Первая, как это нередко случается с поздними цветками вроде меня, подстерегла меня в библиотеке, сразу после коротеньких каникул по случаю Дня Благодарения: очаровательный, уверенный в себе властитель моих грез, красивый, с томными глазами. Мы пофлиртовали с ним примерно пару недель, прежде чем он позвал меня в кино в компании друзей — его друзей, разумеется, — после чего последовало приглашение посмотреть футбольный матч с висконсинскими «Пэкерсами» у него на съемной квартире вне кампуса. Уже потом я поняла, что это вполне обычная, общепринятая и почти беспроигрышная уловка.
Я сидела на диванчике в гостиной в окружении его соседей, угощаясь явно перележалыми кукурузными чипсами с сальсой и попивая из бутылки легкое пиво. Когда же настал перерыв между таймами, парень поднялся, вышел в коридор, и спустя минуту оттуда донесся его голос: «Слушай, Кейт, зайди-ка ко мне в комнату. Хочу тебе тут кое-что показать». Я поднялась с низкого просиженного дивана, чувствуя, как старательно отводят глаза приятели моего друга, и вышла в узкий коридор с холостяцкими запахами застарелых пивных паров и нестираного белья, которые тщетно пытался перекрыть вязкий аромат освежителя воздуха. «Пусть будет как будет, — сказала я себе. — Может, это и совсем не то, о чем ты мечтала, но в реальном мире так обычно и происходит. Не будь слишком благоразумной и не трусь — через это надо пройти».
Едва мы с ним стянули одежду, я, жутко стесняясь, сообщила, что я девственница, на что он с легкостью ответил: дескать, все нормально, нам вовсе нет надобности делать все по полной программе. И в формальном смысле ничего и правда не случилось. Однако когда я часом позже холодной звездной ночью ехала на велосипеде к своему общежитию, когда руки у меня все так же немели и горели огнем, а прижавшаяся к седлу плоть непривычно сочилась влагой, я знала, что больше не невинна.
Потом он еще несколько раз приглашал меня к себе — я тогда еще не слышала выражения «зов плоти» в подобном контексте, — пока не подобрались рождественские каникулы и он попросту забыл обо мне. Однажды, уже весной, он позвонил мне снова — как гром среди ясного неба, — потому что один его приятель объявил, будто бы я растрезвонила всей общаге, что с ним переспала. Заикаясь от волнения, я сказала, что я тут вовсе ни при чем, смутно припоминая тоскливый пятничный вечер, когда я частично поделилась той историей с подружкой, которой вроде бы вполне могла довериться.

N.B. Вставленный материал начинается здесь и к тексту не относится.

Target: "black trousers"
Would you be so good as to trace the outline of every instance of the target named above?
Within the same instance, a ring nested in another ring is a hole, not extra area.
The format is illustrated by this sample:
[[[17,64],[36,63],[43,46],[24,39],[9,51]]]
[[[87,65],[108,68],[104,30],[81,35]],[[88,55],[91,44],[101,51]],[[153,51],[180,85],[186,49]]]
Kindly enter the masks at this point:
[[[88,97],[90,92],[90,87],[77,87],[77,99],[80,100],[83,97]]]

Потом я повесила трубку и разревелась. Не потому, что он несправедливо меня отчитал, и не потому, что он мне все еще нравился, а потому что именно он первый так близко, так интимно прикоснулся к моему телу, но так по-настоящему и не узнал меня; он не понял даже такой простой вещи: я ни за что не стала бы всем распространяться, что занималась с кем-то сексом.
И теперь, стоя в тени неряшливой витрины, в окружении ящиков с фруктами и расплющенных картонных коробок, перед совсем уже другим человеком — перед Джулианом Лоуренсом, — но чувствуя себя все такой же жалкой и беспомощной, я потерянно уткнулась взглядом в растрескавшийся, испещренный масляными пятнами асфальт.

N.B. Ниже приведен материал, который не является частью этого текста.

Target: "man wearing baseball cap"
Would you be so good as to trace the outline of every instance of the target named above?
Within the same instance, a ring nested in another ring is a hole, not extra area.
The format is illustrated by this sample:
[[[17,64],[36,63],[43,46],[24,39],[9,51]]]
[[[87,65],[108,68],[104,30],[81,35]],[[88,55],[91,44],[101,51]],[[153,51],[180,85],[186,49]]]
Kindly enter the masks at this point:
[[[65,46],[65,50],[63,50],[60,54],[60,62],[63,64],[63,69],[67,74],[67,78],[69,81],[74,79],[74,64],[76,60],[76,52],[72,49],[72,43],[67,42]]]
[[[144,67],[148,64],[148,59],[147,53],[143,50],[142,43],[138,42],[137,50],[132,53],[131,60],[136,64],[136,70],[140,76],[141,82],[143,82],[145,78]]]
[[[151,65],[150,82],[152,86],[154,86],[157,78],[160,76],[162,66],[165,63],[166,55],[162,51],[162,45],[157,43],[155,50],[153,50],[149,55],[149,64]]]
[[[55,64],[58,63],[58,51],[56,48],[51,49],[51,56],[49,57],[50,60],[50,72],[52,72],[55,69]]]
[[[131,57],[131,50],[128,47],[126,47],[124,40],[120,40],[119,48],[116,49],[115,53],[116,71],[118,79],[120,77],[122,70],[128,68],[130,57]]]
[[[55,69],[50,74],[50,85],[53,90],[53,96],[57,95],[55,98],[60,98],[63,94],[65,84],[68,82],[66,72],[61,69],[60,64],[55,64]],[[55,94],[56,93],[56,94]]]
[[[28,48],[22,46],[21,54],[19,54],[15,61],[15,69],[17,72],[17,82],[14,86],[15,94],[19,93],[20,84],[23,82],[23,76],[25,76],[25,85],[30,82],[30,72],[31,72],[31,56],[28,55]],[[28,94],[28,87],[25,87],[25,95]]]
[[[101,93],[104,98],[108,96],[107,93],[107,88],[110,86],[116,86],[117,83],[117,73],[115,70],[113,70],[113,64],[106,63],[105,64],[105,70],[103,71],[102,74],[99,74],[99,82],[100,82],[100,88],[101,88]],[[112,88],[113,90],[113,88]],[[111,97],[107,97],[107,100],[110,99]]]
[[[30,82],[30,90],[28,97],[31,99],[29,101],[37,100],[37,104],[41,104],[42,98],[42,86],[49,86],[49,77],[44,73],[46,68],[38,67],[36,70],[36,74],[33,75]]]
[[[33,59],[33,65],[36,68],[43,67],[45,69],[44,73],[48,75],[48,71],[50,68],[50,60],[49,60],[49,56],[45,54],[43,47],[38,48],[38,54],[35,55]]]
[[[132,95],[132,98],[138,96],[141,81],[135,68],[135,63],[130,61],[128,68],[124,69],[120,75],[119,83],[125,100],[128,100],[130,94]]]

Тут я почувствовала, как Джулиан скользнул ладонью к моей руке, взяв ее уверенно и крепко, и, развернув, повел вперед.
— Ты мне вот что объясни, — сказал он. — Почему именно балет?
Я сглотнула застрявший в горле ком.
— Господи, не знаю. Я просто подыскивала для себя какое-нибудь занятие помимо бега. То есть пробежек по парку. Подружки мои занялись йогой, пилатесом и чем-то там еще. И вот однажды утром в подземке я проходила мимо рекламного плаката, на котором балерина буквально зависла в воздухе — невероятно изящная и в то же время такая стройная и сильная. И тогда я подумала: вот оно! Вот какой я хочу стать.